Из размышлений императора вырвало замечание Анны-Генриетты. Он оглянулся, следуя словам княгини, смерил взглядом высокого мужчину, которому, казалось, и лошадь была слишком низка. О нем Эмгыр знал довольно мало: не пропускает ни одного турнира и часто выходит победителем, владелец успешной винодельни, хороший делец. Этого для императора было более чем достаточно. Конкуренции он не терпел только в большой политике; на охоте, пожалуй, готов был уступить.

- М… Что же, мы будем аккуратны, - утешил Деитвен свою кузину. Он на мгновение задержался взглядом на полах ее амазонки, которая невероятно шла к прекрасным, похожим на шелк волосам Анариетты. Да, невозможно перестать удивляться ее изящности и умению выглядеть достойно в любой обстановке. Он бы с удовольствием отдал ей право руководить процессией, да вот только совершенно это не подойдет для императорской персоны. Эмгыр ткнул шенкелем своего жеребца и перевел его на рысь. Боклер оставался далеко позади.

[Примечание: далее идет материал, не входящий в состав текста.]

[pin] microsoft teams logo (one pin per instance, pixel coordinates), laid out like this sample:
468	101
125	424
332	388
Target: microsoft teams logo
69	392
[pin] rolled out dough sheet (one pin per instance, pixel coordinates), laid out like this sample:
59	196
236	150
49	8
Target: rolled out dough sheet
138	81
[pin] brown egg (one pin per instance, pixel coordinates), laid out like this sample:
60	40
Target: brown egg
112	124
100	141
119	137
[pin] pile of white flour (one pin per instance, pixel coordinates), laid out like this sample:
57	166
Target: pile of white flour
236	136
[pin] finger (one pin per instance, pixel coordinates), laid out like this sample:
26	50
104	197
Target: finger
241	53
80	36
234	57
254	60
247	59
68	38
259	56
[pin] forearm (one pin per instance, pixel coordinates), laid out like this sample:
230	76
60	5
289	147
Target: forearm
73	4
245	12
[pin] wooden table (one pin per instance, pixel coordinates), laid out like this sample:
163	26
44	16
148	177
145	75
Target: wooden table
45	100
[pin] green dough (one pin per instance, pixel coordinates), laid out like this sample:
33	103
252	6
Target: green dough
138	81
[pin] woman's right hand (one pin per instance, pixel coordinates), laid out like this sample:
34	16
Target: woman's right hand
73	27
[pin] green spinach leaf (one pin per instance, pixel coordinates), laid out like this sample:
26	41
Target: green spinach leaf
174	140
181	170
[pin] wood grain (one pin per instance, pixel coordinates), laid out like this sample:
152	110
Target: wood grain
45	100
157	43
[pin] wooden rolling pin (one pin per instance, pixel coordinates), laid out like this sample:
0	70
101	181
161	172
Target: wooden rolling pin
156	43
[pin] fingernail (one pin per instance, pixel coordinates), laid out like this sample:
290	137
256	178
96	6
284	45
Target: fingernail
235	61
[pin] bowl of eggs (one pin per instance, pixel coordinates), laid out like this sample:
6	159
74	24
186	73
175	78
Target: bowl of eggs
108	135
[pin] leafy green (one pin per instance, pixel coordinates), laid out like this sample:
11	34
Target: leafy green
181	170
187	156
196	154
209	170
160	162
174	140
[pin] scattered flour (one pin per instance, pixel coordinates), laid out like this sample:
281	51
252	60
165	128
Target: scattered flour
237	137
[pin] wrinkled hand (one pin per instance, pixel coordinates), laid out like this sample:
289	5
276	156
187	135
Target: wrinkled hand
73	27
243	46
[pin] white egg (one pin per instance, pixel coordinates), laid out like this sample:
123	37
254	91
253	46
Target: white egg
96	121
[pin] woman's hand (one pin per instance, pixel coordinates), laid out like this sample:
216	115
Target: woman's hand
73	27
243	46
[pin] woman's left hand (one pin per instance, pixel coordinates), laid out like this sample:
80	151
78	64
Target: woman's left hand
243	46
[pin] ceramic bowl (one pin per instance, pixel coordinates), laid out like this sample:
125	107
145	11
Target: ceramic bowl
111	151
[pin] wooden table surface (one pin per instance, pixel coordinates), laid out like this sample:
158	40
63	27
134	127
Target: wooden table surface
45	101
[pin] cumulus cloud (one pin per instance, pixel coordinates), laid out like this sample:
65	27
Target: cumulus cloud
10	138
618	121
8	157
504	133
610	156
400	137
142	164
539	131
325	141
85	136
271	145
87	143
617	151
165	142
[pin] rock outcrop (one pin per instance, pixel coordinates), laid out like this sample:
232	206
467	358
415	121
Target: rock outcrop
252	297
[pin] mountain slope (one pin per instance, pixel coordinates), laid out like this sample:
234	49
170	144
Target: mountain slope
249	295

Солнце уже встало и потихоньку начинало припекать. Одетый в черные одежды император быстро пожалел о своем выборе. В Нильфгаарде не так сильно парит даже в летнюю пору, а здесь, в Туссенте, все совсем иначе. Стоит выбираться в княжество почаще, чтобы привыкать к его довольно специфичному климату. Эмгыр провел ладонью по взмокшей шее и скомандовал разбить лагерь на будто самой природой подготовленной для славной охоты поляне. Здесь, под кронами деревьев, было прохладно. Вороной жеребец под императором тоже был весь горячий и потный. Деитвен спешился, похлопал животное по шее, отдал поводья слуге и помог слезть с Ледышки Анне-Генриетте.

- Ваше императорское Величество, Ваше Сиятельство, - расторопный слуга по очереди отвесил глубокие поклоны Эмгыру и Анариетте, - разрешите отправить следопытов и псов?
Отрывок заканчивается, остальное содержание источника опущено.